As we sat on the front porch of his home, I asked Hale whether he had compassion for Smith’s victims. “In our church,” he told me, “compassion for non-whites is like having compassion for an animal that dies, particularly. Or an insect or something.”

Six years after Smith’s shooting spree, Hale was sentenced to 40 years in prison for soliciting the murder of a federal judge who happened to be Jewish and had ruled against him in a copyright case. He remains at the federal correctional center in Marion, Illinois.

The hate crimes at the Am Echod Cemetery were apparently inspired by the famous Chicago rapper who has gained additional notoriety for his antisemitic views. At first, it seemed easy enough to accept that such antisemitism, now spreading nationwide, had finally ravaged my own family.

But as I reflect on my family’s past, it seems that too many Jews who came to the United States to escape persecution and pogroms have found antisemitism to be an unsettling, pervasive and constant threat.

On my mother’s side, I have relatives who in 1967 were members of Congregation Beth Israel in Jackson, Mississippi, when it was dynamited by members of the Ku Klux Klan.

Likewise, one of my wife’s great uncles was once president of The Tree of Life Synagogue in Pittsburgh. In October 2018, a gunman there killed 11 people and wounded six others in the deadliest antisemitic attack in U.S. history.

In Waukegan, city workers quickly power-washed the headstones, erasing the physical stain of the cowardly act. Years from now, the Am Echod swastikas will probably be just another footnote to a treatise on hate crimes in America.
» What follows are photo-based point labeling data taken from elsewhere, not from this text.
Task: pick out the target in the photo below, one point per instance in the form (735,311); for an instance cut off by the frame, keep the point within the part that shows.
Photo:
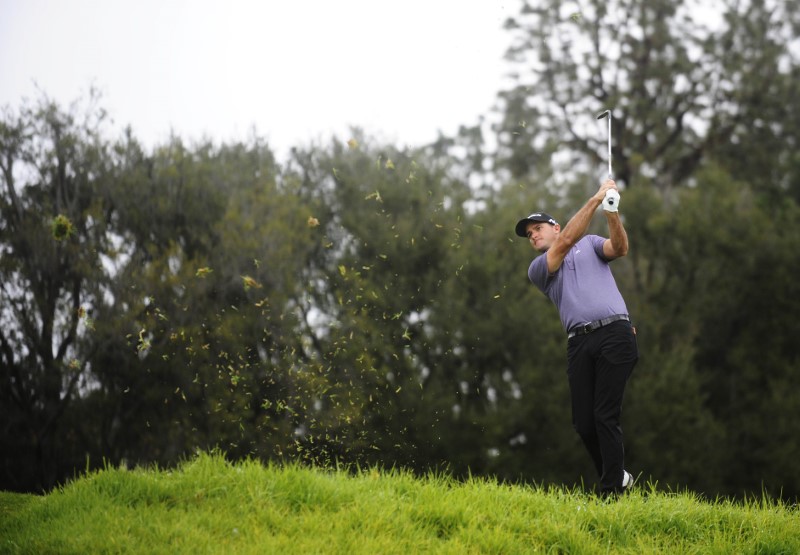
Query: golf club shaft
(610,175)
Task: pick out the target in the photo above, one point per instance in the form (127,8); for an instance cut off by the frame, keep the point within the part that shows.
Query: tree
(55,205)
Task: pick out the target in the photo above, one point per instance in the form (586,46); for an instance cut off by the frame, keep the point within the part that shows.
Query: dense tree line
(360,303)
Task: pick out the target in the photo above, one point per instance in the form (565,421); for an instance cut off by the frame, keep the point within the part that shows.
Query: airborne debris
(250,283)
(62,228)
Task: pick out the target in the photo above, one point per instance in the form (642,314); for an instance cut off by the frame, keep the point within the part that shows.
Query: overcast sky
(296,70)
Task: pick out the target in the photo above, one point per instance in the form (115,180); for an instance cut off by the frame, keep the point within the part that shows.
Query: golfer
(573,271)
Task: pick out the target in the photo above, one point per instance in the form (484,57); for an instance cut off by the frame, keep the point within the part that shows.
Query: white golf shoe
(627,480)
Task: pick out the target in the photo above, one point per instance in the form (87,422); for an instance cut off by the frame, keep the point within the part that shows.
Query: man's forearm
(579,223)
(617,234)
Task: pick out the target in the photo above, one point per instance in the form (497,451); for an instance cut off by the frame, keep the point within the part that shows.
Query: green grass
(208,505)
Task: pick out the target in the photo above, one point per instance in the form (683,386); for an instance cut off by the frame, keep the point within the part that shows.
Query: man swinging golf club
(573,271)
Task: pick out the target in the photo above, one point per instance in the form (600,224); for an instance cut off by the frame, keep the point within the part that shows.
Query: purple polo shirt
(583,288)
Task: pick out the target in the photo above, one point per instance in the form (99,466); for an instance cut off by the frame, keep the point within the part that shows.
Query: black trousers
(598,366)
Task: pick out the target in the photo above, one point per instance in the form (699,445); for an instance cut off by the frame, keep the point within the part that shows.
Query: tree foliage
(365,304)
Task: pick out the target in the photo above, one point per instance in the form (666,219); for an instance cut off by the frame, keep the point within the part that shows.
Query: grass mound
(208,505)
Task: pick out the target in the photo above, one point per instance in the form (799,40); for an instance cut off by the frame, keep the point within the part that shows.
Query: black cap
(535,217)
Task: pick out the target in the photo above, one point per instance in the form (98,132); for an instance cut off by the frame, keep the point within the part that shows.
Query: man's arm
(617,244)
(577,226)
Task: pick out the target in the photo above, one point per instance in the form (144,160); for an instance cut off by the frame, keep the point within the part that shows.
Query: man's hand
(607,185)
(611,201)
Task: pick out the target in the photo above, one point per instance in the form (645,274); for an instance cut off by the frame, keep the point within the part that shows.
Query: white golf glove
(611,201)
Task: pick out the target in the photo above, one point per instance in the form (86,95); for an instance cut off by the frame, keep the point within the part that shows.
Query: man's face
(541,235)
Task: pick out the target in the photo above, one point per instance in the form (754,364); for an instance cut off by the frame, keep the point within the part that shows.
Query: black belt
(583,329)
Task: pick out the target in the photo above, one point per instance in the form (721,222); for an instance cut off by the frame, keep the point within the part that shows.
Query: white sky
(295,70)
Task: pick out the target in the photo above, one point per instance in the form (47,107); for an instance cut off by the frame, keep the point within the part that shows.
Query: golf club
(601,116)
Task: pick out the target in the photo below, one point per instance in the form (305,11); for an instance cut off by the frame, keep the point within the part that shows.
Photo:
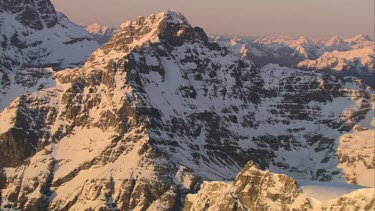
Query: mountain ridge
(157,110)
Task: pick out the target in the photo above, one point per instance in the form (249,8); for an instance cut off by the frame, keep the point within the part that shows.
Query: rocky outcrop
(24,26)
(102,34)
(254,189)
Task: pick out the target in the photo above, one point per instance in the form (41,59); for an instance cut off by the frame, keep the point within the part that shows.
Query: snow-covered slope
(101,33)
(33,36)
(157,110)
(358,62)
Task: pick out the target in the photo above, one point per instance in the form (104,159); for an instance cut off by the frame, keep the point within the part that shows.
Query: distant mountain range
(349,57)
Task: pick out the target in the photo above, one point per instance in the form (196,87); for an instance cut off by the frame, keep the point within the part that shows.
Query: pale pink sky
(315,18)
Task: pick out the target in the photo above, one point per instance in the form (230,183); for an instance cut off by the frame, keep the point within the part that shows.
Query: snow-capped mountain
(350,57)
(101,33)
(357,62)
(33,36)
(159,109)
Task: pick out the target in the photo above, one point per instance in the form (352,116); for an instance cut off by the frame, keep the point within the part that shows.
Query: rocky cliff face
(157,110)
(101,33)
(33,36)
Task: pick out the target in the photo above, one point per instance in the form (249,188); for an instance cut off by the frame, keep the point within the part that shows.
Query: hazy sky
(315,18)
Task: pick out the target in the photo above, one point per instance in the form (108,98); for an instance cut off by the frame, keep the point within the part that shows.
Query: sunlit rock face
(33,36)
(159,109)
(101,33)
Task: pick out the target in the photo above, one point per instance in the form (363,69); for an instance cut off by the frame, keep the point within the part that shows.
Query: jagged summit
(35,14)
(168,28)
(335,40)
(24,28)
But for my own family, the stain of hatred toward Jews will remain forever. It will reappear on Memorial Days, or Veterans’ Days, when we stand among the graves and recall how my father heroically dropped bombs on the Nazis, and how my mother devoted her life to her husband and five children.

Maybe, as Matthew Hale hoped, a “racial holy war” does lie in our future. But having seen the desecration of the Jewish cemetery in my hometown, it’s clear that for some, the war is already underway.

Larry Yellen is a former investigative reporter and legal analyst for Fox 32 News.